Maybe we should not be rushing to shock the <48 hour patients (JAMA. 2014;312(6):647-649. doi:10.1001/jama.2014.3824)
Nuotio I, Hartikainen JE, Grönberg T, Biancari F, Airaksinen KE. Time to cardioversion for acute atrial fibrillation and thromboembolic complications. JAMA. 2014 Aug 13;312(6):647-9. PMID: 25117135
- This is an interesting research letter suggesting that we might be a little bit “button happy” with our defibs in the case of new onset AF. I’ve always been a big fan of DCC for new AF and assumed that the “within 48hrs” was a useful protection against stroke. This small research letter (with 5000 cardioversions) suggests the rate of thromboembolism might be as high as 1% in the first 30 days following unanticoagulated DCC. As it’s only a research letter there’s not much details in the way of methods but gives pause to think before you charge.

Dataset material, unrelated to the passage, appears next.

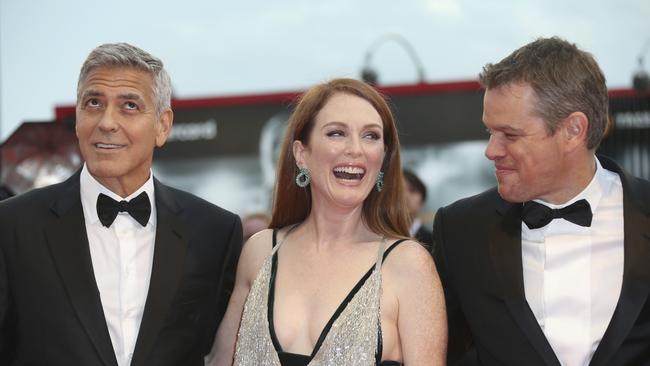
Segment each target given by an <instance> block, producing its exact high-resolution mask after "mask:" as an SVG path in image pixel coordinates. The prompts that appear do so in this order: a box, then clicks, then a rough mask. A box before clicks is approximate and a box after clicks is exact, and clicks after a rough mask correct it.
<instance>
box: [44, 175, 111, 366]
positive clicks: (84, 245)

Especially considering that rate control and anticoagulation seems to produce the same outcomes. Hat tip to @drjohnm for the link
- This retrospective review challenges the widely accepted concept that patients with recent onset atrial fibrillation of less than 48 hours duration are safe for cardioversion without preceding anticoagulation. The authors report a 1.1% risk of thromboembolism after symptoms have been going for greater than 12 hours (vs 0.3% in the < 12 hour group). Before practice is completely changed, though, it should be noted that the rate of CVA after cardioversion in anticoagulated patients (3 weeks of therapeutic anticoagulation) may be as high as 0.8%. Additionally, this study suffers from the standard flaws of all retrospective studies. More research is needed to help answer this question and guide management.